We do family history research. We write family history reports and narratives along with our many other services. These tasks generally take us into the facts, figures, and statistics of a person or family. It is extremely valuable and important information. But it is information. It is not the story. It typically does not answer who was this person? Or how did this person live, think or feel, etc.? (We do that sort of work, too, inasmuch as we have or are able to find resources and also when it is appropriate.) As we have been on our current family history / US history trip, I have been listening (and sometimes eavesdropping, I suppose) and hearing people talking around us. What is the most common topic in their conversations? Of course, it is their family.
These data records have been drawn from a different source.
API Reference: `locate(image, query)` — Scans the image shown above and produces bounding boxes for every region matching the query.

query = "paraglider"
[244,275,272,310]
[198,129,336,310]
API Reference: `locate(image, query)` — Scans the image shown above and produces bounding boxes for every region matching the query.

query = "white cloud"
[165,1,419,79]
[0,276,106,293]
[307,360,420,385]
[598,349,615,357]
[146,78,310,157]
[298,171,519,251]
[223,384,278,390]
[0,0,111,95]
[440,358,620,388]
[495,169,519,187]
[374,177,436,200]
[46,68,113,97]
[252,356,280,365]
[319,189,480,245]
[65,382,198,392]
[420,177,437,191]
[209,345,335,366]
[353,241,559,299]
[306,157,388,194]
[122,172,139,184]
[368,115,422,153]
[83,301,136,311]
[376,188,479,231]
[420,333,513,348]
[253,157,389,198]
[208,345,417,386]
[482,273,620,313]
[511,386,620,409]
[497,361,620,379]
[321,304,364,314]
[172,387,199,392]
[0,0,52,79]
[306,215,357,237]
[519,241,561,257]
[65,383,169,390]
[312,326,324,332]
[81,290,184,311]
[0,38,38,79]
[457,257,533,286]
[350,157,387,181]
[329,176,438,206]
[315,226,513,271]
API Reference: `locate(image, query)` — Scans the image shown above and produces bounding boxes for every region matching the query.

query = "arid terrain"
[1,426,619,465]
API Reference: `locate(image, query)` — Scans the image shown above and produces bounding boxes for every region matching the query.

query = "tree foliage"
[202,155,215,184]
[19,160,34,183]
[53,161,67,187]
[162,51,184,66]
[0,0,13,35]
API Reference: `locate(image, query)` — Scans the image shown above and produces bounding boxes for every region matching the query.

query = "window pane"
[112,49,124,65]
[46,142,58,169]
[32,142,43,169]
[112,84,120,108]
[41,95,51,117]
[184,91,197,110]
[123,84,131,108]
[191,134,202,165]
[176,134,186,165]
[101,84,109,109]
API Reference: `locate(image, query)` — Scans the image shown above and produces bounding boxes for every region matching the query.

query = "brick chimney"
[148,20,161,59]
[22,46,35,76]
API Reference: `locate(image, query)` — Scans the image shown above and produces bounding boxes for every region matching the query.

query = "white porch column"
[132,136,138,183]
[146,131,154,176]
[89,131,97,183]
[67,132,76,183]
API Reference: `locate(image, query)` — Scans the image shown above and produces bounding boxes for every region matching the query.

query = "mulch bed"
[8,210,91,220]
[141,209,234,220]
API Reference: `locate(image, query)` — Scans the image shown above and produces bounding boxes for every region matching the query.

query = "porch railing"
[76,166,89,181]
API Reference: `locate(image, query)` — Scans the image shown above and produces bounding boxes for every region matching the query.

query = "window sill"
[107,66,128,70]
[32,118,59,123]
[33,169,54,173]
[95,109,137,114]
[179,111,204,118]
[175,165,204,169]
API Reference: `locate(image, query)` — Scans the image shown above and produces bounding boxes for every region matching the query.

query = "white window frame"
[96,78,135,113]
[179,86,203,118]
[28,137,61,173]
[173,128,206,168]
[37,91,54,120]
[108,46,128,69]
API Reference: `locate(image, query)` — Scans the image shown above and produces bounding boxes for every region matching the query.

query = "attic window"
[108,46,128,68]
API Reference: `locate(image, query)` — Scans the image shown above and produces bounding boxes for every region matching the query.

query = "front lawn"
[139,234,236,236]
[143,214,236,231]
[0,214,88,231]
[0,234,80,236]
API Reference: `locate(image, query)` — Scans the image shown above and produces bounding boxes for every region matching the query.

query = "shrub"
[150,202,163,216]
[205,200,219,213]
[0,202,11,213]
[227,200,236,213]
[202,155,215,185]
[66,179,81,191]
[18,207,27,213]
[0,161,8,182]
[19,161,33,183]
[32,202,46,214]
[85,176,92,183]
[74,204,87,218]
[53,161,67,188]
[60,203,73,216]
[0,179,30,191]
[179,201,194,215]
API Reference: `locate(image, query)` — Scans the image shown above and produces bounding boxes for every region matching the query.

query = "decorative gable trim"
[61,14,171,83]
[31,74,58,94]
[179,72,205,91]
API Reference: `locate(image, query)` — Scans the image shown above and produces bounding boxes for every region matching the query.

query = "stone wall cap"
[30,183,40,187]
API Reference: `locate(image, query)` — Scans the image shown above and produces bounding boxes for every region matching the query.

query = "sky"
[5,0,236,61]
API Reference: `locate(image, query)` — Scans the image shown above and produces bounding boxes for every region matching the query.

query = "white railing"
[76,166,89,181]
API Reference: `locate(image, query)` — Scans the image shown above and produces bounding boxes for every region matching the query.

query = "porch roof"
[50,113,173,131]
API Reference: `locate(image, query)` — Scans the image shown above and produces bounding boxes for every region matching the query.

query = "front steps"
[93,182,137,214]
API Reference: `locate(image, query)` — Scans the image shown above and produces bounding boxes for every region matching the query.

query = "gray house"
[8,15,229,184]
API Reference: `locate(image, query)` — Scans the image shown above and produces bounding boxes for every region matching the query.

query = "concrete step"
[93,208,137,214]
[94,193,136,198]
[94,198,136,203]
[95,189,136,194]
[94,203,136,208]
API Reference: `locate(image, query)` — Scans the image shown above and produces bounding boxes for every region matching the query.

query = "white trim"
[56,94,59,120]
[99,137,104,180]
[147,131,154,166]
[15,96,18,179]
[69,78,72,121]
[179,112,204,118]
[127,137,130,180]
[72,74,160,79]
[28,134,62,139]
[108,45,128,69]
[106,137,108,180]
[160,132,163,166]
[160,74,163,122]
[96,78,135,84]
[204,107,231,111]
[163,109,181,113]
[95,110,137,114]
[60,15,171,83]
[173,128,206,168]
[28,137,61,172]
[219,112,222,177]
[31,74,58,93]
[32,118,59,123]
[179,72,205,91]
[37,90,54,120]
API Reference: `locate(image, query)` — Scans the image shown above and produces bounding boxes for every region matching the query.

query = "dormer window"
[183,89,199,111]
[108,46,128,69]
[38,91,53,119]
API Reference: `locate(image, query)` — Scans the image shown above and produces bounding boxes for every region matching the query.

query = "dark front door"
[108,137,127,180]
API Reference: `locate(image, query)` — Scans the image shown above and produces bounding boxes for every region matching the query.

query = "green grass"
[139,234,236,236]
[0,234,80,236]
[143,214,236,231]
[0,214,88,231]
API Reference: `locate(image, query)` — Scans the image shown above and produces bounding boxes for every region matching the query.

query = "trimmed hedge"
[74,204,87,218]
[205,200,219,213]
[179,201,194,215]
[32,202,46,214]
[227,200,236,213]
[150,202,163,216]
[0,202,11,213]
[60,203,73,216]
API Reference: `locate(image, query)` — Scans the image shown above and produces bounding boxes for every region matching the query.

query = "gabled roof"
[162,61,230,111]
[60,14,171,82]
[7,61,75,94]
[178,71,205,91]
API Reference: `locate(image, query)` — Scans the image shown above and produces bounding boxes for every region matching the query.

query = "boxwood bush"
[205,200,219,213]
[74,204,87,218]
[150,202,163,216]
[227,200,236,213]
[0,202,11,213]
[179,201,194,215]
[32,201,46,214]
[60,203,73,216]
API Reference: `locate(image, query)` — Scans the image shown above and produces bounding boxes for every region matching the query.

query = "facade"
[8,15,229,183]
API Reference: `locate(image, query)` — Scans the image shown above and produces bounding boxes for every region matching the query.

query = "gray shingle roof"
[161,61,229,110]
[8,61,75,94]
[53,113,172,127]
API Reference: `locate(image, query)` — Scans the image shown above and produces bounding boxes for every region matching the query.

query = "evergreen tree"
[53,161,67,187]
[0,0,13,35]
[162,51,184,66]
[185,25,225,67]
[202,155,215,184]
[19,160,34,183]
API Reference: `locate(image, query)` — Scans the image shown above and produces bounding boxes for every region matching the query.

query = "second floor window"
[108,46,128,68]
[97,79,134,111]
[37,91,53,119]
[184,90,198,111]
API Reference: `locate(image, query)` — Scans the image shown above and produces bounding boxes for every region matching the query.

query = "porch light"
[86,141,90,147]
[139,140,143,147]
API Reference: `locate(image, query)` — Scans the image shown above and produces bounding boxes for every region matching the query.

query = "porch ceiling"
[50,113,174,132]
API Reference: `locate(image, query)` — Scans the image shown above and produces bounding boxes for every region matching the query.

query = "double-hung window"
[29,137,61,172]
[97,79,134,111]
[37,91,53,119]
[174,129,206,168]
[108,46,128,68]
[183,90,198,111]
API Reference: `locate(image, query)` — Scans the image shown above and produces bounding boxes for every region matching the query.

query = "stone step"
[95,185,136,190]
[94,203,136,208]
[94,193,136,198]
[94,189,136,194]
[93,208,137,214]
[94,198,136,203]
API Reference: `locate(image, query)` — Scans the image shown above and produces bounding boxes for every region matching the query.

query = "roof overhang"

Listening to folks at other tables at a restaurant or nearby or in passing just as we are out and about,. Nearly always people are talking about their family. For example, at a restaurant in Williamsburg, VA we were seated in a back room where there was a good-sized touring party. These people were mostly maybe in their mid-sixties and older. It seemed like they met on the tour. We overheard some talking about their travels. But each short conversation we picked up, the people were talking about their kids or grandkids.

We spent a few nights in Charlottesville, VA. We went to the home of Thomas Jefferson on 3 July. While we were there we were reminded of the Independence Day Celebration & Naturalization Ceremony that was at Monticello on July 4. We got free tickets and scheduled the bus ride from the parking place at nearby Piedmont Virginia Community College. Near the end of the short ceremony, the judge asked the new citizens to share their feelings and comments. A few came to the microphone. I think nearly every person talked about family. You can hear them for yourself at the Thomas Jefferson’s Monticello YouTube channel
If you listen to people around you, you will hear others talking about the same things we all talk about. Certainly we talk about our day, what concerns us, what is in the news. But even then, as a rule or at least often, we are talking about these things with regard to what they mean to us and our family. Family is what people talk about. Family is what people think about. Family is what people care about. Family is what is important.